Rinehart, daughter of pioneering mining magnate Lang Hancock, is the nation's richest person and is increasing her potential influenceeven further with significant stakes in the Ten Network and the Fairfax group.
She is now fighting efforts by media organisations - including Fairfax - to allow reporting of the bid by her three eldest children to remove her as trustee of the Hope Margaret Hancock trust.
The trust, established by Hancock for Rinehart's four children, holds about 25 per cent of the family company. Hope Rinehart Welker, John Langley Hancock and Bianca Hope Rinehart have taken their mother to court. Ginia Rinehart, 25, the youngest daughter, opposes her siblings' action.

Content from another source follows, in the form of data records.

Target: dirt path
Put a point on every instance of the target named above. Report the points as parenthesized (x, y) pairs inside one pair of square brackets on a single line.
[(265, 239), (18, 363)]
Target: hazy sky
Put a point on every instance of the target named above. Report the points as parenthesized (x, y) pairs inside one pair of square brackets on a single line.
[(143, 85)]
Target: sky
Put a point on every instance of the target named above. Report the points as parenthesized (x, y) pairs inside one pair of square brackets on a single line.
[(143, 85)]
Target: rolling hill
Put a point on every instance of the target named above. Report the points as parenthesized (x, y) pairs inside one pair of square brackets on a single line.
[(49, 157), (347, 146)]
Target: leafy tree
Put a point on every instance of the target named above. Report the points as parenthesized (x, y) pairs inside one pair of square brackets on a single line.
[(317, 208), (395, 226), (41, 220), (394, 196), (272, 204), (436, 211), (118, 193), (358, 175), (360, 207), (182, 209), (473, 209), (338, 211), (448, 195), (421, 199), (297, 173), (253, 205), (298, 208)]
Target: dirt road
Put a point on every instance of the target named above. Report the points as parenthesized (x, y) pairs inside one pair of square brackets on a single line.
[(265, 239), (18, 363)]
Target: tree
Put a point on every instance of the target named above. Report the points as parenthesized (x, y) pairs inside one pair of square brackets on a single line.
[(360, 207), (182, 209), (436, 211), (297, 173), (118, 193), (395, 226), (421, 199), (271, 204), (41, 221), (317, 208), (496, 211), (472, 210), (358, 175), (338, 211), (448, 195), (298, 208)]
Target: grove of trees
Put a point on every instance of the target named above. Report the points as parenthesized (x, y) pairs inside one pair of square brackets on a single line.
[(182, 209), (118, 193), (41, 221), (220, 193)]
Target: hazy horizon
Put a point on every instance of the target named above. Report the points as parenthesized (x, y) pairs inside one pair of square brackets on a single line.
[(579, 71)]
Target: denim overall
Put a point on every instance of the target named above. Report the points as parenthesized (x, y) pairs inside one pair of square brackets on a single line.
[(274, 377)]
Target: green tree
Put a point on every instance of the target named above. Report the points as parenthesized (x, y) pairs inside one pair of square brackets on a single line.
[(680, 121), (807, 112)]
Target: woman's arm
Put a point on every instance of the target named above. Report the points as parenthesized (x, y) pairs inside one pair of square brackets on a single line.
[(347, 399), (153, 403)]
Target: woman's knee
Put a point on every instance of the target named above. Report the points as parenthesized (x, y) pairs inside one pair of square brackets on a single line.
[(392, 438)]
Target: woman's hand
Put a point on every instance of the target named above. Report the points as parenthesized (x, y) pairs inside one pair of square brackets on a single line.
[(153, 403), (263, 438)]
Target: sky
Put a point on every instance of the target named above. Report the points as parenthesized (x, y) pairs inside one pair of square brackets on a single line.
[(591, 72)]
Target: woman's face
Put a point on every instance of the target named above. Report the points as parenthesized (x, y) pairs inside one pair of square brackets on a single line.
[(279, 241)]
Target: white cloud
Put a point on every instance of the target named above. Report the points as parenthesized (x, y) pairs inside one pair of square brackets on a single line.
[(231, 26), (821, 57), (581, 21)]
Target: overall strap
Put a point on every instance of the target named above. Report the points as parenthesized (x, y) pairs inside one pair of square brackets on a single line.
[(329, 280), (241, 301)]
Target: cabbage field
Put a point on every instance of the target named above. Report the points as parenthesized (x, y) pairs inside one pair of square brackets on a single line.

Last week Rinehart asked the NSW Supreme Court to suppress reporting of documents related to the case on the grounds that the safety of the family would be put at risk.
Lawyers produced a security risk assessment warning that Rinehart and her children would be placed at risk from "criminals and deranged persons" if case details were published.
The court found suppression of the documents was not necessary to protect their safety, allowing international publication of correspondence including emails begging money to pay for bodyguards and household staff.
The order will be argued again in the High Court on March 9.
Yesterday Fairfax newspapers reported that Rinehart had threatened to withdraw the ransom insurance policy taken out to protect her three oldest children if their lawyers did not reverse their opposition to the suppression order before a NSW Supreme Court duty judge.
The Sydney Morning Herald quoted a letter from Rinehart's lawyer to their counsel, concluding that the children's failure to support her application for suppression indicated they were no longer worried about their security.
"We can only presume that your clients' previously stated concerns for the personal safety of their families and themselves have now completely and entirely disappeared," Paul McCann, a partner at Corrs Chambers Westgarth, said in the letter cited by the SMH. "Under these circumstances, it seems your clients would place no value in the continuation of 'ransom insurance' that is currently provided to them and/or their young children.
"Our client has been reluctant to discontinue the relevant insurance policies [but] given your clients' about-turn ... our client is now exposed to attack by your clients if she continues this insurance for them."